According to it (the e-mail), recipients are instructed to give additional information regarding themselves else face fines. However, the Census agency claims making no such campaign alternatively appeal to the public.
Meanwhile, Glen Watson, Director of 2011-Census stated that the mentioned e-mail was simply one hoax and thus a scam. The message was no way connected with Matheson, the National Statistics Office, or the 2011-Census.
Watson further stated that expectedly, the web-links embedded on the e-mail were likely to download malicious software onto any PC if its operator clicked on them. Consequently, one's financial details and other personal information could become endangered, he added. The Argus published this.
Furthermore, fake census e-mails of the above kind were also circulating in Sussex lately. These messages seemed as originating from the Treasury informing recipients that they were eligible for a 1,000-pound aid. However, the e-mails attempted at grabbing personal info for letting theft of financial details.

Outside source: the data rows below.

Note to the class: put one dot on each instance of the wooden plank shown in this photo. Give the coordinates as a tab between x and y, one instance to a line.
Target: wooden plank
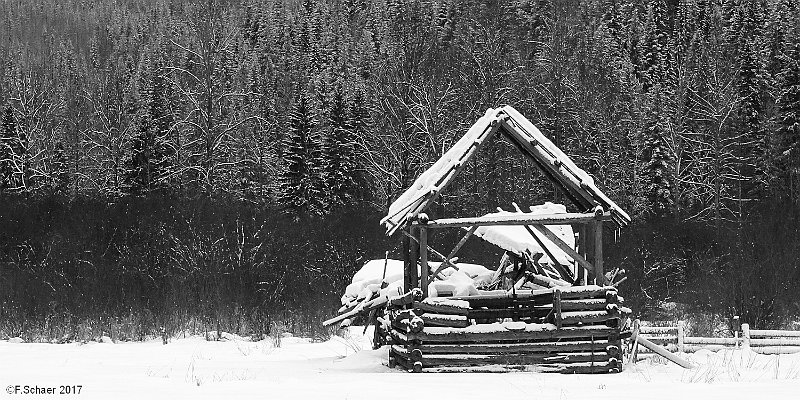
773	333
583	305
423	257
453	321
689	340
440	308
565	247
663	352
658	329
773	342
597	331
776	350
515	219
461	243
536	313
433	251
513	359
540	347
586	317
611	366
488	126
599	272
557	313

In the meantime, Consular Director for Southern Europe Dave Thomas stated that expatriate residents were being cautioned for being vigilant about suddenly-incoming e-mails from relatives alternatively close acquaintances, who were seemingly distressed. For, such e-mails were usually quite different from what they were made as appearing. Hence, their recipients must check over phone alternatively any other method prior to sending anything, particularly money, Thomas emphasized. EuroWeekly Online published this on February 13, 2012.
Significantly, one e-mail fraud, which's frequent nowadays, involves somebody compromising another person's e-mail account for distributing anxious messages to all of that individual's contacts, imploring immediate money-transfers.
But, Jimmy Power, Manager of Business and Consumer Protection at Northumberland Trading Standards stated that anybody getting the above kinds of e-mails must instantly erase them without clicking any web-links, or disclosing any information. Morpeth Herald published this on February 12, 2012.